I stared at him, tempted to laugh off the sappy line. But a mosh pit of feelings shoved around in my gut, and I didn’t know what to do with them. I held out the Reese’s bag. After a glance, he reached in and took one. There wasn’t much left to say after that.
Hours later, when I finally fell asleep, I dreamed of Mom. She was smiling. I think we were at a horse ranch. Ava and Nina were there, too.
I left early for the hospital, hoping to catch Ava before her surgery. But as I neared her room, I heard, “I told you, I don’t want you here!”
The nurse’s station dinged. I paused at her door while blue scrubs rushed past. After a peek inside, I snuck in, hanging towards the back.
Ava sat upright in her bed with her hair falling over her shoulders.
A full breakfast tray waited on the table next to her.
The standard tubes and wires webbed out of her arms to machines that beeped and flashed, trying to prove she was stable.
But I couldn’t reconcile the green numbers with the cuts on her face, or the bruises coming out from under her hospital gown.
They sliced into me as if they were my own.

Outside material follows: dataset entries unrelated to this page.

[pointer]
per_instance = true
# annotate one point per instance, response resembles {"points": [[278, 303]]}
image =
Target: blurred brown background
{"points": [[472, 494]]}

“Good morning, Mrs. Garcia.” The nurse turned off the call button and checked her leads. “How’s your pain?”
“It’s fine. I’m fine. But can you please make him leave?” The IV swung when Ava lifted an arm to point at the other occupant in the room. Steven.
“I’m her emergency contact,” he argued.
“Only because I forgot to change it.”
The nurse’s eyes toggled between the two of them.
But Steven’s focus fell on me. “Oh, great. The bodyguard.”
His little nickname used to bother me, but now I crossed my arms menacingly in a stare-down. He looked like he’d just rolled out of a dumpster.